Pelayan tersebut membungkuk, tanda sopan. "Baik, Mba!"
Seperginya pelayan tersebut, Violet kini menatap kedua sahabatnya itu untuk menanyakan menu kali ini apa.
"Kita mau makan apa nih kali ini?" tanya Violet menatap kedua sahabatnya tersebut.
Mentari menatap sekeliling dan melihat semakin banyak sekali orang yang mulai masuk ke dalam restoran ini. "Aku mungkin pengen pesen minuman aja kali ya, udah makan juga soalnya."
"Iya, aku pun minuman aja deh Vi," ucap Trias menambahi.
Violet mengangguk mantap. "Okey, kalian berdua minuman, dan aku sama makanan deh, laper."
Violet kemudian mulai memanggil pelayan tadi untuk mencatat semua pesanannya itu. Setelah selesai dan mereka menunggu semuanya siap terhidang di meja, kembali membuka percakapan yang tadi belum selesai untuk dibahas.
Trias menatap ke arah Violet sangat intens. "Aku waktu putus sama mantan, itu nangis kejer. Kok kamu bisa biasa aja gini sih, Vi? Bagaimana ini bisa?"
"Bener tuh, Trias! Aku juga waktu dulu sampe frustasi, dimulai dari nangis, teriak, marah, dan lainnya."
"Liat Vivi yang masih bisa senyum gini, aku mulai meragukan cintanya deh," duga Mentari ngawur.
Violet sebenarnya sudah menebak jika hal ini akan dilontarkan oleh kedua sahabatnya tersebut. Mau bagaimanapun ia juga tau dengan sangat baik hari-hari itu, dan apa reaksi mereka berdua setelah putus, itu sangat jauh berbanding terbalik dengannya.
"Simplenya aku gini, 'untuk apa menangis, lagi pula tidak bisa mengembalikkan hubungan kita berdua.' So, seperti buang-buang waktu bukan?" Violet terkekeh pelan.

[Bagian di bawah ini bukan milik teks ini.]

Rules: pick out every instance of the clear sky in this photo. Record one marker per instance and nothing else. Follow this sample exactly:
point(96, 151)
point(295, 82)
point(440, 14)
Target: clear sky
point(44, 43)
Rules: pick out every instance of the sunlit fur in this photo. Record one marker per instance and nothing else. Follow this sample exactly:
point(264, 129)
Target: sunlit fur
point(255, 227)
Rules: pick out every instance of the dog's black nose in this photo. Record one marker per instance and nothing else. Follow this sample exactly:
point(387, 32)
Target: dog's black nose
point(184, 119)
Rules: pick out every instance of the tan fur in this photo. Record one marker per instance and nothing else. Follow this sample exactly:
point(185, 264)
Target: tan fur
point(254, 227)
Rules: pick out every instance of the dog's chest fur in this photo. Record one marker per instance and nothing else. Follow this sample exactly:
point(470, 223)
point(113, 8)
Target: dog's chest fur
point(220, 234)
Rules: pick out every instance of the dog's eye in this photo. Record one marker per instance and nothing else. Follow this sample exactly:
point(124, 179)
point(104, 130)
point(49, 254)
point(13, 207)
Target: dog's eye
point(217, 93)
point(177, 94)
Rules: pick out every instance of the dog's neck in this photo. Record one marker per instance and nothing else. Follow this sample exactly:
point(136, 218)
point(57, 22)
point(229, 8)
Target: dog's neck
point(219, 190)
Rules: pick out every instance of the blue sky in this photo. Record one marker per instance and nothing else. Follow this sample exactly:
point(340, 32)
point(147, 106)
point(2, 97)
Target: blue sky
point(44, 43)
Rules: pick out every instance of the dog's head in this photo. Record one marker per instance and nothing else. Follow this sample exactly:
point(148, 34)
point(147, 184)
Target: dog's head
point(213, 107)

"Tapi gak semua orang bisa melakukan itu," ucap Trias heran.
"Iya, memang benar. Tidak semua orang yang bisa melakukan ini, dan intinya ... ketika cinta mulai hadir, kalian harus siap dengan konsekuensi yang ada di depan nanti."
Trias mengangguk, dan membenarkan apa yang diucapkan oleh Violet. Tatapan matanya mendadak teralih begitu saja pada pintu masuk restoran tersebut, dan melihat seseorang di sana. "Vi, Vivi ... coba kamu tengok ke belakang deh," titah Trias ragu.